ML Evaluation Specialist, Human Data
At Apple, we don’t just build products — we build experiences fueled by world-class data. The
Human-centered AI team within Apple Services Engineering is looking for an ML Evaluation Specialist, Human Data to join our Data Quality and Operations division to spearhead complex, multi-stakeholder operations that specialize in data collection, curation, annotation, and human evaluation efforts across Apple Music, App Store, TV+, Podcasts, and Books.

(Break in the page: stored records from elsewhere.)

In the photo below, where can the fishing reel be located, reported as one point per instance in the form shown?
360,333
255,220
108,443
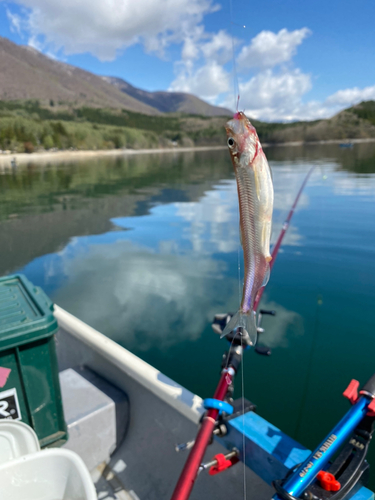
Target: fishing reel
221,320
345,475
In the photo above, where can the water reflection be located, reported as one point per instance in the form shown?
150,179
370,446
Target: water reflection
146,250
139,297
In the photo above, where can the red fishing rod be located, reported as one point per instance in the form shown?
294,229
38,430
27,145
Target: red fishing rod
189,473
284,229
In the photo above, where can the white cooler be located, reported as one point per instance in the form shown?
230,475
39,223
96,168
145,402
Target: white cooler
29,474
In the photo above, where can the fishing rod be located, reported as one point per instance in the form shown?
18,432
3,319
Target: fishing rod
340,478
217,404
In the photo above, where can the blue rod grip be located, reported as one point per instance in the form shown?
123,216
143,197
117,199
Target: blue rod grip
306,473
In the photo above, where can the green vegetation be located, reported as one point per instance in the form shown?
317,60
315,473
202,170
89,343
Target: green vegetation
27,126
365,110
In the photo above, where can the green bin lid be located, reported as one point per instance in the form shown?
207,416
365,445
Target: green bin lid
26,313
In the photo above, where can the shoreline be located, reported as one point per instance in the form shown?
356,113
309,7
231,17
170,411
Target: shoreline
61,156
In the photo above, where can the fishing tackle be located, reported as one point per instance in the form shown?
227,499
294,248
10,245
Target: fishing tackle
335,481
209,421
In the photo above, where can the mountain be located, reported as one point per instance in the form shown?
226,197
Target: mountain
169,102
26,73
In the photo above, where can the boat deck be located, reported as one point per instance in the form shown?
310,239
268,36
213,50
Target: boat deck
145,464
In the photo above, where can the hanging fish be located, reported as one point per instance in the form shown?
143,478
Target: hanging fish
255,195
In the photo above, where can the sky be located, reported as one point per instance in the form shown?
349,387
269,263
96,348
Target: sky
286,59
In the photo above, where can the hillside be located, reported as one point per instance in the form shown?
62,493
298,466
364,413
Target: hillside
169,102
30,126
27,74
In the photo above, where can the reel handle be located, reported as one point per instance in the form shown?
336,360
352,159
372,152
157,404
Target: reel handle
369,388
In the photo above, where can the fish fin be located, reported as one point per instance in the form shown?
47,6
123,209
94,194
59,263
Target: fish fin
247,322
266,275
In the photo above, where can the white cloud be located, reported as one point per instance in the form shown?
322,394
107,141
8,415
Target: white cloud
207,82
15,22
268,49
348,97
102,27
219,48
273,96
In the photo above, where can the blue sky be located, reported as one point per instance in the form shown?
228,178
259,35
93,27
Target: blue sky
294,59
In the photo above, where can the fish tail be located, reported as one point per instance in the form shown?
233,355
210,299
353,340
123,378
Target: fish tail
247,322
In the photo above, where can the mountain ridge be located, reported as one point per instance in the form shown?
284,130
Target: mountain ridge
26,73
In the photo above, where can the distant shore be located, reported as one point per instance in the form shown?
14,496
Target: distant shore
61,156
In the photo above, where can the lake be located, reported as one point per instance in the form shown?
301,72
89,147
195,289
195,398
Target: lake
146,249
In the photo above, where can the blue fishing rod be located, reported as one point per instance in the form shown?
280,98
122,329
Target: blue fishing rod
341,476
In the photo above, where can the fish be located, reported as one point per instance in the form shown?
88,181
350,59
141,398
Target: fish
255,196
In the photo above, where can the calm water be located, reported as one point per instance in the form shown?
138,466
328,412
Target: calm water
146,250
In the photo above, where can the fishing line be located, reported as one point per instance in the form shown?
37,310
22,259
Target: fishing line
236,91
236,88
243,425
319,302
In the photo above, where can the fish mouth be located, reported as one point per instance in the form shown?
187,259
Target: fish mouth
238,125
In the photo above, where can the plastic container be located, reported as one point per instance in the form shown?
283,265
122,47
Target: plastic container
53,474
16,440
29,383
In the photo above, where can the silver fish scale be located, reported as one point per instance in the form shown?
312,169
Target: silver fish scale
249,228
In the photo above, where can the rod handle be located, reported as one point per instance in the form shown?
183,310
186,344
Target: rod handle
369,387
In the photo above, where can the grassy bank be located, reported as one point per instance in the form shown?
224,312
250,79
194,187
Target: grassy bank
26,126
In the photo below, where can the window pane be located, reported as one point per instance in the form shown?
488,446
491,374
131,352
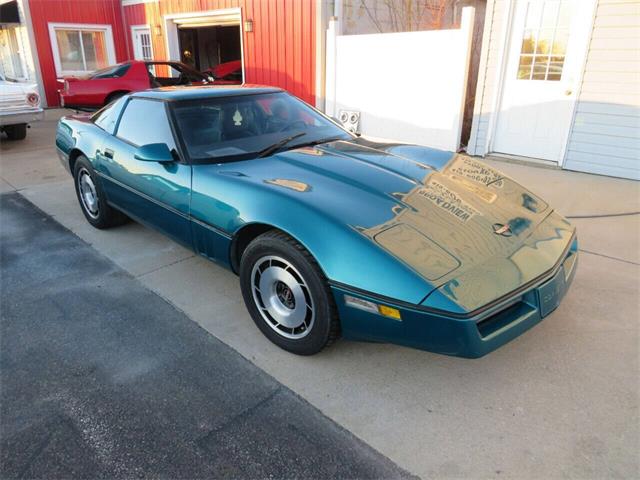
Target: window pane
545,38
540,68
144,122
69,50
528,42
95,51
524,69
555,68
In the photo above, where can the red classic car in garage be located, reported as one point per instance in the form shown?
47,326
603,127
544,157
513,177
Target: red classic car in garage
105,85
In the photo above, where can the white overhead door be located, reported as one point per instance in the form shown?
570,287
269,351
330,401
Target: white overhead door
543,69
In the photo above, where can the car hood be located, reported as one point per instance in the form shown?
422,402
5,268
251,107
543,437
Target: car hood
442,214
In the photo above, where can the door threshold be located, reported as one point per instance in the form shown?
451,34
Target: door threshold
529,161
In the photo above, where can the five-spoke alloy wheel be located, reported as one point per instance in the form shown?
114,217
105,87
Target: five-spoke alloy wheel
91,197
287,295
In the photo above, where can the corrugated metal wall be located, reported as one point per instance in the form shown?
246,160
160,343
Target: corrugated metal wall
43,12
280,51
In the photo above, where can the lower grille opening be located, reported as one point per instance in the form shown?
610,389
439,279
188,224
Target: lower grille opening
493,324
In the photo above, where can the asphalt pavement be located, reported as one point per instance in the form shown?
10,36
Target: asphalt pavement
102,378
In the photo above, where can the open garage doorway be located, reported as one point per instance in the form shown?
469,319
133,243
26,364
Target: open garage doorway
210,42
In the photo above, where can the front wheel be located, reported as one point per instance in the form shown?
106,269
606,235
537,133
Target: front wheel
91,197
287,295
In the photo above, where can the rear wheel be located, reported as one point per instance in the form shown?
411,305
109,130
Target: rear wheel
91,197
16,132
287,295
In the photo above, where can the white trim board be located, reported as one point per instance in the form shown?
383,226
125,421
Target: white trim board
221,17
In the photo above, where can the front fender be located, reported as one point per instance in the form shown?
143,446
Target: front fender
345,255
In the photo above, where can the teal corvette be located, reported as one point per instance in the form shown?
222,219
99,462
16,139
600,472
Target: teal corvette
331,234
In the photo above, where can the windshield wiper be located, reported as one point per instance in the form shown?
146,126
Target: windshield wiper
313,143
272,148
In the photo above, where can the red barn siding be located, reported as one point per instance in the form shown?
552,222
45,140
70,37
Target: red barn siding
280,51
43,12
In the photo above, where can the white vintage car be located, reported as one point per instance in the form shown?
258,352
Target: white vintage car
19,106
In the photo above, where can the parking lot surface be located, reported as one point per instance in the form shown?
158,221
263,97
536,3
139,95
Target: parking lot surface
102,378
561,401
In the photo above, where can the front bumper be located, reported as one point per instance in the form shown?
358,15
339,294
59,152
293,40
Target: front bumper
464,337
21,116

In this role, you will own the operational strategy and continuous improvement of large-scale, multilingual human data programs, from designing onboarding scaffolds that progressively build annotator calibration, to analyzing annotator behavior patterns to identify where automation can offload low-judgment decisions, to enforcing quality frameworks that close the loop between annotator struggle and task redesign. You will identify where human judgment is essential and where it could be better directed, then build the scaffolding, automation, and feedback systems that let annotators focus their cognitive energy where it matters most. Because this work cuts across engineering, data science, research, procurement, and legal, a critical part of the role is serving as the connective tissue between teams who each own a piece of this space, aligning on shared standards, surfacing gaps, and ensuring that insights from the annotation layer inform upstream decisions about task design and tooling. You will bring a point of view on human data best practices and translate it into scalable, human-centered approaches that make generative AI features safer and more reliable.
The ideal candidate brings a rare combination of technical depth and program execution skills. You are comfortable designing and deploying sophisticated data pipelines in the morning, and then seamlessly transitioning to present comprehensive quality rectification strategies to stakeholders in the afternoon. You care deeply about data quality and human alignment, have a creative and systematic approach to finding and fixing problems, and find motivation in wide-ranging work whose impact shows up in everyday Apple experiences.